Ocena wątku:
  • 0 głosów - średnia: 0
  • 1
  • 2
  • 3
  • 4
  • 5
MOJA WINNICA w Mazowieckiem - Winnica u Teściowej
Piotr, stwierdzenie "winą obarczam" (napisane bez cudzysłowu) to miał być taki... żarcik.
Widziałem 20-letnie systemy korzeniowe, płożące się 5cm pod powierzchnią...
Info o części naziemnej - o rozmowie z krzewami - zamieściłem wcześniej.

Zbyszek, jeżeli u ciebie zwykle jest ten pył oraz dotychczasowy brak jajec to jasne, że skreślasz ale u mnie jak do tej pory - w poprzednich latach - często/gęsto padało i lało sporo w sezonie więc tegoroczna susza jest ewenementem. Tak też nie mogę, nie wpisać jej do listy...
Odpowiedz
(02-11-2018, 21:27)zbynekkk napisał(a): ... Jak do tej pory, nigdy nie miałem "jajeczek" w winie.
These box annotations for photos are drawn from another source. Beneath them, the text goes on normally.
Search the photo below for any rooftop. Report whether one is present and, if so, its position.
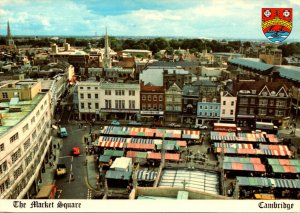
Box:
[228,58,274,71]
[0,93,45,136]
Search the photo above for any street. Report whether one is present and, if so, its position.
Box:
[56,124,90,199]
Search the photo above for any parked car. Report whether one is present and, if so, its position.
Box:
[128,121,143,126]
[111,120,121,126]
[57,127,68,138]
[194,124,207,129]
[72,146,80,156]
[56,164,67,177]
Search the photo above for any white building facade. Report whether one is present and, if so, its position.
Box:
[0,93,52,199]
[220,91,237,122]
[78,81,140,121]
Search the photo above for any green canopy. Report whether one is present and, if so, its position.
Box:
[103,149,124,157]
[99,155,111,163]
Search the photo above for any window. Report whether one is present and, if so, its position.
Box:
[9,132,19,143]
[258,99,268,106]
[0,161,7,174]
[115,100,125,109]
[129,90,135,96]
[129,100,135,109]
[105,100,111,109]
[240,98,248,104]
[115,90,125,96]
[23,124,29,133]
[14,165,23,180]
[275,110,284,116]
[2,92,8,99]
[11,148,21,163]
[24,139,30,151]
[258,109,267,115]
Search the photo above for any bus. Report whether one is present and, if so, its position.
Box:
[255,122,278,134]
[214,123,241,132]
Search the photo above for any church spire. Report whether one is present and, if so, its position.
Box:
[6,21,14,46]
[103,27,111,68]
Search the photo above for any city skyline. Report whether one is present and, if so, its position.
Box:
[0,0,300,41]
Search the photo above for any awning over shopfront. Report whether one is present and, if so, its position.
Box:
[137,170,157,181]
[148,152,180,161]
[99,155,111,163]
[105,169,132,180]
[210,131,236,141]
[268,158,300,174]
[103,149,124,157]
[126,143,155,150]
[126,151,148,159]
[214,143,253,149]
[236,176,300,189]
[182,130,200,140]
[236,132,266,143]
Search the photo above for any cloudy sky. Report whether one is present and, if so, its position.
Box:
[0,0,300,39]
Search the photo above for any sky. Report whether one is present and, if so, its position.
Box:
[0,0,300,39]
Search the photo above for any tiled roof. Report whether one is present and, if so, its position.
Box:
[276,66,300,82]
[228,58,274,71]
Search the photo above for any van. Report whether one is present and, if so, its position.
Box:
[35,184,56,199]
[57,127,68,138]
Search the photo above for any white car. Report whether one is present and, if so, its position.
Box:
[194,124,207,129]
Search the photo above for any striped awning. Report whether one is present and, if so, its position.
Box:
[137,170,157,181]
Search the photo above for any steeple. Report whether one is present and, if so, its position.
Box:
[103,28,111,68]
[6,21,15,46]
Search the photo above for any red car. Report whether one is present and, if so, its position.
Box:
[72,146,80,155]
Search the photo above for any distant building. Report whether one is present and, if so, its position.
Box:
[6,21,15,46]
[77,79,140,120]
[165,82,182,122]
[0,81,52,199]
[140,82,165,121]
[181,85,199,124]
[220,91,237,122]
[236,81,290,126]
[122,49,152,58]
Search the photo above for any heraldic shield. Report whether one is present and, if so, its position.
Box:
[261,8,293,43]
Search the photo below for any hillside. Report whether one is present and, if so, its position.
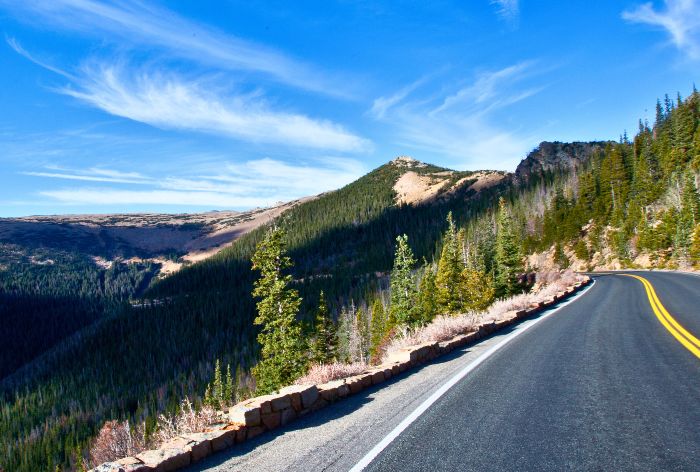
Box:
[0,156,520,470]
[0,126,680,470]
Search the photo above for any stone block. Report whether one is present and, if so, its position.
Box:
[280,385,319,409]
[280,407,297,426]
[136,448,191,472]
[236,426,248,444]
[338,382,350,398]
[182,433,212,462]
[314,381,338,403]
[248,426,265,439]
[311,397,328,411]
[205,429,236,452]
[270,393,292,411]
[370,370,385,385]
[228,402,262,427]
[382,367,394,380]
[261,412,280,429]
Więc myślę, że brak wody możecie skreślić z listy podejrzanych.
"Jajczany" odór miałem w nastawie tylko raz gdzie przelanie wraz z napowietrzeniem załatwiło sprawę. Natomiast niepowołane, trudne do określenia aromaty w czerwonych winach miewam chyba corocznie. Uznałem, że to też jest to forma siarkowodoru ponieważ przelanie powoduje ich zanikanie, a użycie drutu miedzianego ich bezpowrotny zanik.
Pozdrawiam
----Erikos----
Odpowiedz
Maćku, Żartownisiu, próbujesz pod włos brać? :) Może, rzeczywiście moje posty nic nie wnoszą i nikomu nie są przydatne. Przecież winorośl, to najmniej wymagająca roślina i rośnie niczym chwast. Przemyślę.

Natomiast, co do problematycznego "aromatu".
W początkowym etapie wykrycia siarkowodoru, wystarczy przewietrzenie. Później, gdy siarkowodór wejdzie w reakcję z etanolem i pojawią się merkaptany, bez miedzi, czy węgla się nie obędzie.
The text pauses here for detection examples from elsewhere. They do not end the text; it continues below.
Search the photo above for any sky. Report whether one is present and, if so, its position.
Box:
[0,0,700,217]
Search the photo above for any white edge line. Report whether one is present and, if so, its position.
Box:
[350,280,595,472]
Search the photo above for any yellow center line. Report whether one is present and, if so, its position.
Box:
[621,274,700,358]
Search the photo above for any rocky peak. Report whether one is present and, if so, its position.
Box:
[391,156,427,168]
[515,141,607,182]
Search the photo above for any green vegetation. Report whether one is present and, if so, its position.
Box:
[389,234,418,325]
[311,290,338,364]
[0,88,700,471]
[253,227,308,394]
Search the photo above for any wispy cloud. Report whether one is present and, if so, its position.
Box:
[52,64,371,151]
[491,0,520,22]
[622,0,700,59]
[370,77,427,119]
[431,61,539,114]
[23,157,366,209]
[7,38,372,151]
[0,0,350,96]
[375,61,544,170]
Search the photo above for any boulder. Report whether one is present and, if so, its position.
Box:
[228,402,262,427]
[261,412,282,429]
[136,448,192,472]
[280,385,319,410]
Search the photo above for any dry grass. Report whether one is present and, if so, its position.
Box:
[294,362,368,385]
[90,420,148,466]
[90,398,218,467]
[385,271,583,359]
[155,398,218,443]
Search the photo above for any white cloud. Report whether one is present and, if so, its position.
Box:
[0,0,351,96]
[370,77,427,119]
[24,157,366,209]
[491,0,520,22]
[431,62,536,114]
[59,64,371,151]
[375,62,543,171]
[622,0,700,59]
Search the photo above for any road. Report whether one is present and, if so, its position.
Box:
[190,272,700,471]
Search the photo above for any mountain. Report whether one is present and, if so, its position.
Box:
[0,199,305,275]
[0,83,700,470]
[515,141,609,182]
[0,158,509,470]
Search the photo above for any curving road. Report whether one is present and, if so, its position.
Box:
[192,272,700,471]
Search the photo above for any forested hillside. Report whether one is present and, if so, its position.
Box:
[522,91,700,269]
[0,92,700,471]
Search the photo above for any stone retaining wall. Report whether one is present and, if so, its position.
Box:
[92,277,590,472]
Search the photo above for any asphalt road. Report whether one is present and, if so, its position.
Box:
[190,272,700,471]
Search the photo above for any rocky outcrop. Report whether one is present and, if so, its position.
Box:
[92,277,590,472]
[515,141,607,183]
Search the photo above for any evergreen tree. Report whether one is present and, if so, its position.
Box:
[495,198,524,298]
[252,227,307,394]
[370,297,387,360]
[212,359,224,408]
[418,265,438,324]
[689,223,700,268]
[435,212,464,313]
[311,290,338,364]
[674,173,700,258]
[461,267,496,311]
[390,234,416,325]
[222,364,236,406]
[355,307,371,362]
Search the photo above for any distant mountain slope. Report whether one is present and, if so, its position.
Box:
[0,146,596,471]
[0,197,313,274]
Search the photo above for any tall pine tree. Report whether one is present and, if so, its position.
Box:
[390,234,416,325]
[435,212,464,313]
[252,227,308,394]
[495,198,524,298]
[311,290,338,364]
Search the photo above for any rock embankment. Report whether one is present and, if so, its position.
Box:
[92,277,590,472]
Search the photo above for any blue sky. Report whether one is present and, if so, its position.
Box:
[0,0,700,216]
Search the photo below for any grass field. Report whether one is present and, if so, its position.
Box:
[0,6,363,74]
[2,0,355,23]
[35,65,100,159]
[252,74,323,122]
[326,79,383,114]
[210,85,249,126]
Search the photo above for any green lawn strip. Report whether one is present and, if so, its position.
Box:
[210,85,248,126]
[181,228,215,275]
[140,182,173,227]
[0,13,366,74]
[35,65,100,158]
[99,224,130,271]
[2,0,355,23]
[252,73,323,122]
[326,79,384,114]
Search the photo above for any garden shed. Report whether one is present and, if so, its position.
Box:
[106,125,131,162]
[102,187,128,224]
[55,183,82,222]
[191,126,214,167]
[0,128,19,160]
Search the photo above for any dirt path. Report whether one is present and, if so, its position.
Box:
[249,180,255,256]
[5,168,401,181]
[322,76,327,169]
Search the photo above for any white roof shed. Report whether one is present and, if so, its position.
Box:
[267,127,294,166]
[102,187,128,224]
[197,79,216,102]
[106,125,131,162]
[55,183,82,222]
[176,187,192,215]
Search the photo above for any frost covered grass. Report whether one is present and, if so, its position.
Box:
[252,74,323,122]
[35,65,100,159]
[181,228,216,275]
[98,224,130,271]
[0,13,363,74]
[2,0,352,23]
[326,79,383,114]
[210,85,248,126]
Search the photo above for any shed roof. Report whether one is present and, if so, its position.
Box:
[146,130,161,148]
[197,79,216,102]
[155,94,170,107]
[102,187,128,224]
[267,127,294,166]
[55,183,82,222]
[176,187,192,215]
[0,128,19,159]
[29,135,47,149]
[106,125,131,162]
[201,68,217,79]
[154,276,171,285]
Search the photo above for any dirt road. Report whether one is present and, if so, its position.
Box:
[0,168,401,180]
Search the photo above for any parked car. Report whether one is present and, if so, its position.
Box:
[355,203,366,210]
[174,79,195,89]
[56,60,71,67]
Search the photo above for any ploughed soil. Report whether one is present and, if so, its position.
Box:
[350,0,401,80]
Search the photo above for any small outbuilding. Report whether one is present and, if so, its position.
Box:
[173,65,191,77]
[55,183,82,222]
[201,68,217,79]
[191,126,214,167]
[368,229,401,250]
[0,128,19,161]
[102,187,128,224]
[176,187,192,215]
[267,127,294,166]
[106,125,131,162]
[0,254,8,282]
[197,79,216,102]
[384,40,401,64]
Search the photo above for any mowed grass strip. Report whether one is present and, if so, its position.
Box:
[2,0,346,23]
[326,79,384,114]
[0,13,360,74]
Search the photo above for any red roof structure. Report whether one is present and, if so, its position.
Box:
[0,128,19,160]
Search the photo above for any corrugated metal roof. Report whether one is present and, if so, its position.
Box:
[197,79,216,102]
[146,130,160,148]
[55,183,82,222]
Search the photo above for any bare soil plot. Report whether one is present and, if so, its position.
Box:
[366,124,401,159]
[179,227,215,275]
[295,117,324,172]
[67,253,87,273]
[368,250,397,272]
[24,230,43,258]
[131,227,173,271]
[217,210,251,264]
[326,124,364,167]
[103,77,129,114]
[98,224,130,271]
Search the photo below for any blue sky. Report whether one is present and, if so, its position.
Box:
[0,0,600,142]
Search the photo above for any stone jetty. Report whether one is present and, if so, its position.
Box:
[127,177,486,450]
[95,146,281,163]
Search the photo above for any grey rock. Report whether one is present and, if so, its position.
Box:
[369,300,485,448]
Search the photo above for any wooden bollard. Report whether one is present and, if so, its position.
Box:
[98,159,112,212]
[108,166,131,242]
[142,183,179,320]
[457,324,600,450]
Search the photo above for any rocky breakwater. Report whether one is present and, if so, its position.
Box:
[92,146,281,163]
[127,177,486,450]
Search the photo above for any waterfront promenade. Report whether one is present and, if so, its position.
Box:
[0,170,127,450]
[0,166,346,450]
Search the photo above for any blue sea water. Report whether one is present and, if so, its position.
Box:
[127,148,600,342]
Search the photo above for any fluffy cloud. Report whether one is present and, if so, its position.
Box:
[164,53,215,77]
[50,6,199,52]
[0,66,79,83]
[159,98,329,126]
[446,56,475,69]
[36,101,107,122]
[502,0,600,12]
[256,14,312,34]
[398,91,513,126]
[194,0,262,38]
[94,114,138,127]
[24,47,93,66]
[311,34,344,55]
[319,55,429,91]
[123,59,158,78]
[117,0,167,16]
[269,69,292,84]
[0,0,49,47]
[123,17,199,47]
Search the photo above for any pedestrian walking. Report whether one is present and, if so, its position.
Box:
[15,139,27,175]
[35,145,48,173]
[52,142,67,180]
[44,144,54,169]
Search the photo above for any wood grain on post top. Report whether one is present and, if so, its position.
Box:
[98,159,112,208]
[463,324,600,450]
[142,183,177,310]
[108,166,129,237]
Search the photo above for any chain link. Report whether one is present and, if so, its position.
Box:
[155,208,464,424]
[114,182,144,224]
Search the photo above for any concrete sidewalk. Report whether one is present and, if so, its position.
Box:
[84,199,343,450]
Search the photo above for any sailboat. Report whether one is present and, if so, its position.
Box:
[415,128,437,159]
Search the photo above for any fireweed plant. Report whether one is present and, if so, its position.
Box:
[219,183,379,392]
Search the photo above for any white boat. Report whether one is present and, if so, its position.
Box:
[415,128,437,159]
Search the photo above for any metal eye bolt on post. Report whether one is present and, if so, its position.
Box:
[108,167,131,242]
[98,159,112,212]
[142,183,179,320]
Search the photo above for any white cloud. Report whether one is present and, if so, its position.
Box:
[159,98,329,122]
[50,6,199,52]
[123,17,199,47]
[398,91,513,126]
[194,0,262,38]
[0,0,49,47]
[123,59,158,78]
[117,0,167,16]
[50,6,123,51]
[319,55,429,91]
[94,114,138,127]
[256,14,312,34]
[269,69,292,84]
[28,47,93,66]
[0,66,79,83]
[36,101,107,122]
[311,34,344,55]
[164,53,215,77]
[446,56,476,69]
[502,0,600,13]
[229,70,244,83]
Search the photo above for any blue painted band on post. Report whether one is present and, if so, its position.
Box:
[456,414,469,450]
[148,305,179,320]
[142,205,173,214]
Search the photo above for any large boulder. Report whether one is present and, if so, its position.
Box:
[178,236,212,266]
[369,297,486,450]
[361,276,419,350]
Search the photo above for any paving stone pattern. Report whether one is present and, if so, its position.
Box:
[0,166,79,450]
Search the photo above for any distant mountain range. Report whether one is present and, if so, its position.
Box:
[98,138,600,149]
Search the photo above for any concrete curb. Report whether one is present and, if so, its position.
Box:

Problem widzę gdzie indziej. A raczej z właściwą diagnozą.
Niekiedy, słynna bretta, potrafi sięgać po paletę aromatów zbliżonych do merkaptanów - jakiś pot, w tle kanalizacja, itp.
Ważne, aby wpierw zdiagnozować, z czym mamy problem. To, wbrew pozorom, nie takie trudne. 
Jak siarkowodór/merkaptany, to dokonujemy analizy podanych czynników i na przyszłość zapobiegamy.

W przypadku Brettanomyces, zależy, co chcemy osiągnąć - dziś, w sposób świadomy, pracuje się z tymi drożdżami, a efekty bywają niesamowite. Wszak, od wina genialnego, a zepsutego często dzieli cienka granica...

Pozdrawiam 
Piotr
Odpowiedz
A może by wrócić do meritum i skupić się na ewentualnych przyczynach siarkowodoru...
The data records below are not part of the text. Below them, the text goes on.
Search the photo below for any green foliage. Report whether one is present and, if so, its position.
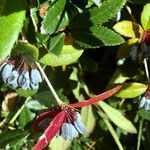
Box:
[71,0,125,28]
[81,106,96,137]
[0,0,26,59]
[72,26,124,48]
[40,45,83,66]
[98,102,137,133]
[16,41,39,64]
[115,83,147,98]
[0,0,150,150]
[141,3,150,30]
[41,0,66,34]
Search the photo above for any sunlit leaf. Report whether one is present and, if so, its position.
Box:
[98,102,137,133]
[41,0,66,34]
[40,45,83,66]
[0,0,26,59]
[115,83,147,98]
[70,0,125,28]
[81,106,96,137]
[71,26,124,48]
[16,41,39,64]
[113,20,143,38]
[69,85,121,107]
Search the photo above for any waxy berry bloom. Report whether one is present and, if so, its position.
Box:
[0,58,43,90]
[129,30,150,60]
[33,86,121,150]
[139,86,150,110]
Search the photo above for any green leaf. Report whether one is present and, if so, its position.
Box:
[90,0,101,6]
[98,110,123,150]
[30,8,39,31]
[49,33,65,54]
[41,0,66,34]
[115,83,147,98]
[128,0,150,4]
[0,130,29,146]
[0,0,26,59]
[117,38,140,59]
[113,20,143,38]
[26,100,46,110]
[72,26,124,48]
[19,106,35,128]
[49,136,71,150]
[141,3,150,30]
[16,88,37,98]
[98,101,137,133]
[16,41,39,64]
[81,106,96,137]
[33,91,57,107]
[70,0,126,28]
[138,108,150,121]
[40,45,83,66]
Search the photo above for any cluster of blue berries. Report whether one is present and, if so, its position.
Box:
[56,111,85,139]
[0,59,43,90]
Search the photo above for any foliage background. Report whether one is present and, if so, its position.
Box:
[0,0,150,150]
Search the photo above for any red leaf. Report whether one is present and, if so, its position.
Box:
[69,86,122,107]
[33,110,66,150]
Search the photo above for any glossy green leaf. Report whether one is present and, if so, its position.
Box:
[41,0,66,34]
[128,0,150,5]
[26,100,47,110]
[49,33,65,55]
[19,106,35,128]
[141,3,150,30]
[117,38,140,59]
[30,8,39,31]
[16,41,39,64]
[40,45,83,66]
[90,0,101,6]
[33,91,57,107]
[16,88,37,98]
[72,26,124,48]
[115,83,147,98]
[0,0,26,59]
[81,106,96,137]
[98,101,137,133]
[0,130,29,146]
[138,108,150,121]
[70,0,126,28]
[113,20,143,38]
[49,136,71,150]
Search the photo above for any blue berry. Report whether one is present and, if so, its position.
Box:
[30,83,39,90]
[7,70,19,88]
[139,96,150,110]
[31,69,42,84]
[2,63,14,83]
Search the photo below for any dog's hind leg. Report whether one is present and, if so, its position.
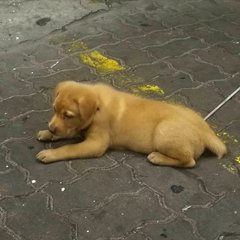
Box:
[147,152,196,168]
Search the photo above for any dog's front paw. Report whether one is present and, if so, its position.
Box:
[37,130,53,141]
[36,149,58,163]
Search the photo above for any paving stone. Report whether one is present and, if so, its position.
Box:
[212,99,240,128]
[147,37,204,59]
[0,93,49,120]
[214,75,240,98]
[167,55,227,82]
[29,66,97,91]
[25,44,63,63]
[194,46,240,74]
[0,0,240,240]
[0,229,14,240]
[0,163,33,199]
[72,190,168,239]
[123,11,166,34]
[188,190,240,239]
[0,72,34,99]
[0,109,51,142]
[126,156,212,211]
[4,139,74,188]
[101,43,154,67]
[0,52,34,72]
[127,29,187,48]
[207,19,240,38]
[45,165,141,214]
[1,193,71,240]
[142,219,199,240]
[71,151,124,175]
[181,85,224,116]
[180,23,231,45]
[101,18,141,40]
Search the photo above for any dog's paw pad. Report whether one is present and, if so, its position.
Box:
[36,149,55,163]
[147,152,160,164]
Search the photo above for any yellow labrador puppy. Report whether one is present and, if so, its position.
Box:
[37,81,227,167]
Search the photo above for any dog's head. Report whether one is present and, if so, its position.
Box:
[49,81,98,137]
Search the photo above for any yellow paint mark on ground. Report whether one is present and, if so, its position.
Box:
[62,41,88,53]
[217,132,239,143]
[132,85,164,96]
[80,51,125,73]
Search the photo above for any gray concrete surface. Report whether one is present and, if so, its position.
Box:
[0,0,240,240]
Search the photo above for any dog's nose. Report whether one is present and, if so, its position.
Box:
[48,124,57,134]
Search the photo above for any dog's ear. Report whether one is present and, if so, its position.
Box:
[53,82,66,99]
[75,94,99,120]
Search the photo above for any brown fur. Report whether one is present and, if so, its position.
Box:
[37,81,227,167]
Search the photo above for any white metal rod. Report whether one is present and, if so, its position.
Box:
[204,87,240,120]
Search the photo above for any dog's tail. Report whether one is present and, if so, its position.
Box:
[206,129,227,159]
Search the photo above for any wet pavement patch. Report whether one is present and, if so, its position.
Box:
[36,17,51,26]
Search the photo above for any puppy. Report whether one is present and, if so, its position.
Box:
[37,81,227,168]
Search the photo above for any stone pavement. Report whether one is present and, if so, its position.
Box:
[0,0,240,240]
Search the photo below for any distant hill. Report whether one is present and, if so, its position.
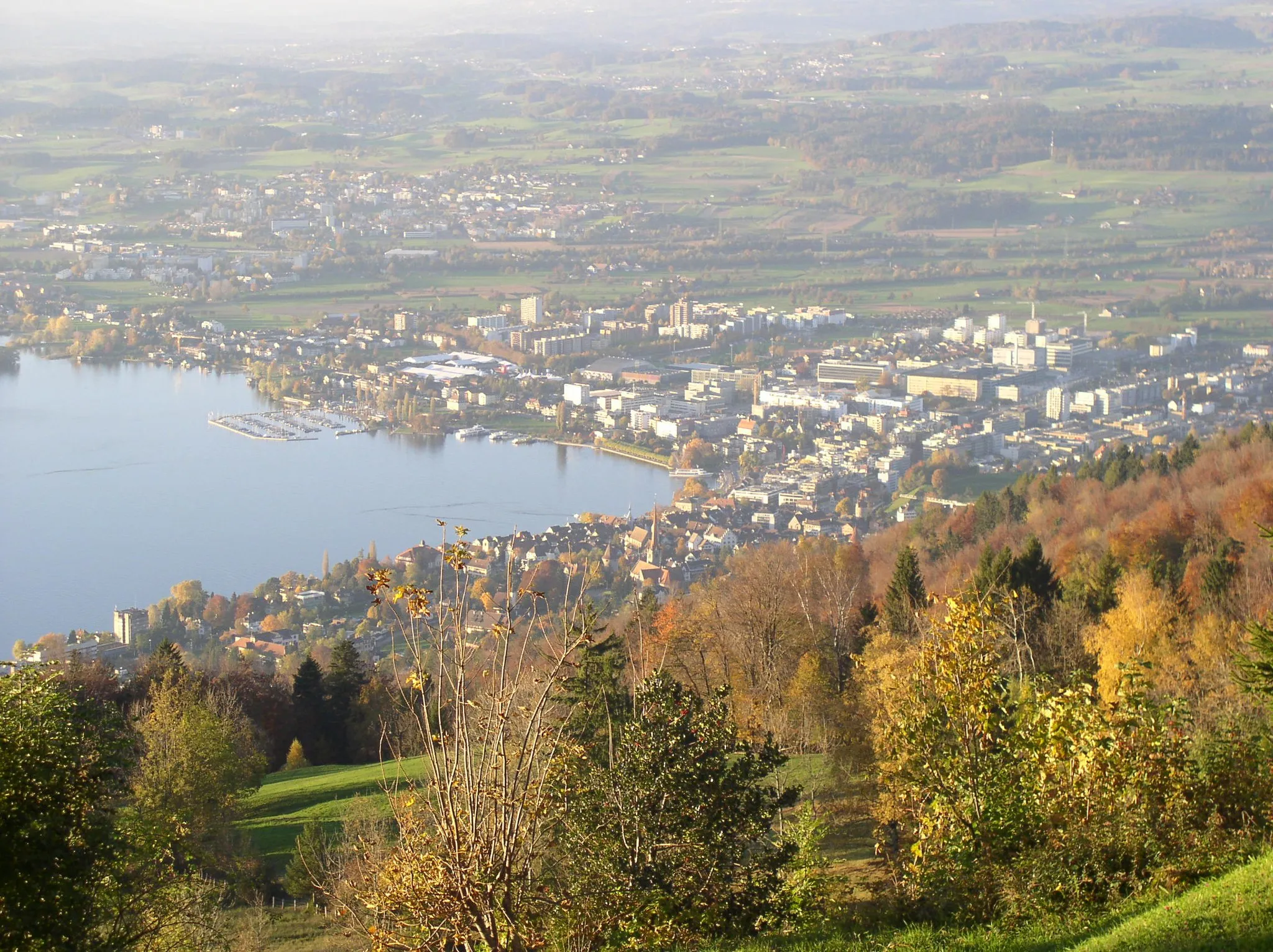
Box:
[876,16,1263,52]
Dotychczas przedstawione to;
- mała ilość opadów (susza),
- obciążenie,
- Regent (rodzaj odmiany),
- niedobór Azotu (związany ściśle z dwoma pierwszymi...)
Odpowiedz
Maciek, skoro tak postawiłeś sprawę siarkowodoru, to muszę się cofnąć, bo błędnie sądziłem, że jest to oczywiste.

Przyczyny wystąpienia siarkowodoru są 3:
- niedobór azotu, co sprawia, że drożdże dobierają się do białek
- resztki siary na owocach podczas przetwarzania
- przesiarkowanie nastawu

Koncentrujemy się na pierwszej przyczynie, bo pozostałe dwie są najprostsze do zdiagnozowania.
Tu podałem czynniki, które mogą mieć wpływ na wystąpienie niedoboru azotu i należy je przeanalizować.

Oczywiście, podana przez Ciebie kumulacja  ( susza, obciążenie, Regent ) mogły mieć znaczenie - Regent jest znany z problemów przyswajania składników odżywczych w pierwszych latach. 
Bez dokładnej analizy poszczególnych czynników z winogrodnikiem, nie pomijając żadnego, trudno mi cokolwiek sugerować.

Podam przykład z mojego osobistego doświadczenia, kiedy odkryłem, jak w danych warunkach, drożdże różnie sobie radzą.

Pewien nastaw rozdzieliłem na dwa gary, bo w jednym się nie zmieścił. Przez przypadek, do jednego dałem innych drożdży. 
Nie wyłapałem na czas, poszło w merkaptany...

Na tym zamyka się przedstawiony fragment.